12月 12 2022
転付命令(てんぷめいれい)強制執行(差押)④
転付命令とは
転付命令とは強制執行の手段の一つで、預貯金の差押の時に良く行われる手続です。目的は差押の競合を避けるためです。
差押の競合とは
例えばAさんがBさんに対して勝訴判決を取って、Bさんの銀行預金を差し押さえたとしましょう。しかし、他にもBさんにお金を貸しているCさんがいて、Cさんも同じ銀行に差し押さえをしてきたらどうなるのでしょうか。(決して珍しいことではありません)
この状態を「差押の競合」と言います。差押が競合すると複数の差押金額の合計額は預貯金の額を超えることが多くなります。ようするに債権者は全額の回収ができなくなるわけです。この場合、AさんやCさんが銀行に取り立てに来ても、銀行は支払うことができません。供託という手続を取って法務局に預金を預けることになってしまいます。その後、裁判所の手続で債権額に応じた割合で分配することになるのです。
※滅多にありませんが、運よく預貯金の額が差押金額の合計を超えている時は、銀行はAさんとCさんの両方に支払うことができます。
競合を避ける方法としての転付命令
このように競合が起こると回収金額が減る確率が高くなりますので、できるだけ競合は避けたいと思うのが債権者の考え方です。この競合を避けるために最もよく使われる方法が転付命令です。
先ほどの例で説明すると、まず銀行の預金者はあくまでBさんです。これを法律で考えると、Bさんが銀行に対して預金と言う債権を持っていることになります。

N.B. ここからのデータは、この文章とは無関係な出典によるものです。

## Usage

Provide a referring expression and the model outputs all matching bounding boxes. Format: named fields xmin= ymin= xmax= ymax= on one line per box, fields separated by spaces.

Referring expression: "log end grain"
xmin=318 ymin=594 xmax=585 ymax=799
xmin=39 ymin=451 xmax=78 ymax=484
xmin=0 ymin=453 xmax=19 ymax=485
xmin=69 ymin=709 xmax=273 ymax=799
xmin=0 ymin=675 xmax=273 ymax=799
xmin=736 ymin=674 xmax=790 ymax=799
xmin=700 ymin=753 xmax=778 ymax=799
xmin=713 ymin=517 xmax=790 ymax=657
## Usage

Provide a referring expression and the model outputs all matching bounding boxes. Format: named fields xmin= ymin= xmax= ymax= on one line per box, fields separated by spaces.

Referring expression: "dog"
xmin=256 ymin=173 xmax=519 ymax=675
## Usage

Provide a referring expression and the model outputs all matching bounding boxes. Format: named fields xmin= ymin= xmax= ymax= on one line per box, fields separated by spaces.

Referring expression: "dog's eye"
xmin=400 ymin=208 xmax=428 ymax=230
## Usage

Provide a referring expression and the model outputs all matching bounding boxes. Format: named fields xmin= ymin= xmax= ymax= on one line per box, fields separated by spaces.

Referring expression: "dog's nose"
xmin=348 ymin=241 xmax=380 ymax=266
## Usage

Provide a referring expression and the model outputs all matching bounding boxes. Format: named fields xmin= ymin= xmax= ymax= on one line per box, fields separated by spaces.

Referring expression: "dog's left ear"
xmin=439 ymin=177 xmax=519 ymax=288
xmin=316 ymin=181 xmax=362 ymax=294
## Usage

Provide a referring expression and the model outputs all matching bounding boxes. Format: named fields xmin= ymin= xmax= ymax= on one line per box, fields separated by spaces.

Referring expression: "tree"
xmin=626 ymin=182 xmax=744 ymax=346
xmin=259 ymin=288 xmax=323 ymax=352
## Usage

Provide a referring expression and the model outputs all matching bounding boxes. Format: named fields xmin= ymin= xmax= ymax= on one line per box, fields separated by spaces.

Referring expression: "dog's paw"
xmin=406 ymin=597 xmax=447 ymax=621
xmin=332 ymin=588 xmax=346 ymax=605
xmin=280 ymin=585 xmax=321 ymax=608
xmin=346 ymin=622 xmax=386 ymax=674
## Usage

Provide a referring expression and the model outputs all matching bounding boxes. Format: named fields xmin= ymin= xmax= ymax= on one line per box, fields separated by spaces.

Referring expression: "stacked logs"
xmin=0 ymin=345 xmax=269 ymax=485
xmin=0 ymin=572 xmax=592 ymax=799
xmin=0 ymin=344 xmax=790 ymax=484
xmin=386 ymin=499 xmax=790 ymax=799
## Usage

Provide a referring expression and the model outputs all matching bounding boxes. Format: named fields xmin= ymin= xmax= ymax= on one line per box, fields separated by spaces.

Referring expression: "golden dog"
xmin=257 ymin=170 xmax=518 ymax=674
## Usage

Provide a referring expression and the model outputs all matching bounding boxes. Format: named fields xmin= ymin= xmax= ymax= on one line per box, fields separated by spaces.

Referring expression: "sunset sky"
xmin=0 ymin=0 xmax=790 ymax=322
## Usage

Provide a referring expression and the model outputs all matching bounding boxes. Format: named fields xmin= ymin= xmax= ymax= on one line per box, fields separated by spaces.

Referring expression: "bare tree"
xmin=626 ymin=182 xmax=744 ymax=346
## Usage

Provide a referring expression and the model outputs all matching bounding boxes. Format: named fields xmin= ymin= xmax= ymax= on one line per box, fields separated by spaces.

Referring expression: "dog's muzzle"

転付命令が発動されると、銀行に対する債権者がBさんからAさんに強制的に変更されます。転付命令後は、銀行はAさんを預金者として扱うことになります。
取り立てとの違い
ではAさんが銀行に取り立てに行くのと何が違うのかを説明します。取り立ての場合、銀行の預金者は以前としてBさんのままです。Aさんは差押をしたので代わりに取り立てに行っているだけなのです。
一方、転付命令の場合は、銀行の預金者はAさんに変更されます。もはやBさんは銀行にとっては無関係の第三者になります。Bさんと銀行の関係が切れてしまいますので、転付命令後は銀行預金はBさんの財産ではなくなります。ですから、Cさんが新たに差押をしようと思っても、Bさんの財産ではなくなっているので出来ません。だから競合することが無くなるのです。
転付命令の注意点
メリットばかりに思える転付命令ですがデメリットもあります。それが「預貯金が不足している場合でも返済されたことになる効果」です。
具体例で説明しましょう。
Aさんが100万円の差押命令と一緒に転付命令を申し立てたとしましょう。このように差押命令と転付命令を同時に申し立てることはよくあります。ところが実際には預金は50万円しかありませんでした。転付命令が無ければ、残りの50万円に対して再び差押をすることが可能です。
しかし、転付命令には決済されたという法的な効果があるので、例え不足していても返済されたとみなされてしまうのです。従って、不足分を再び差押をすることができません。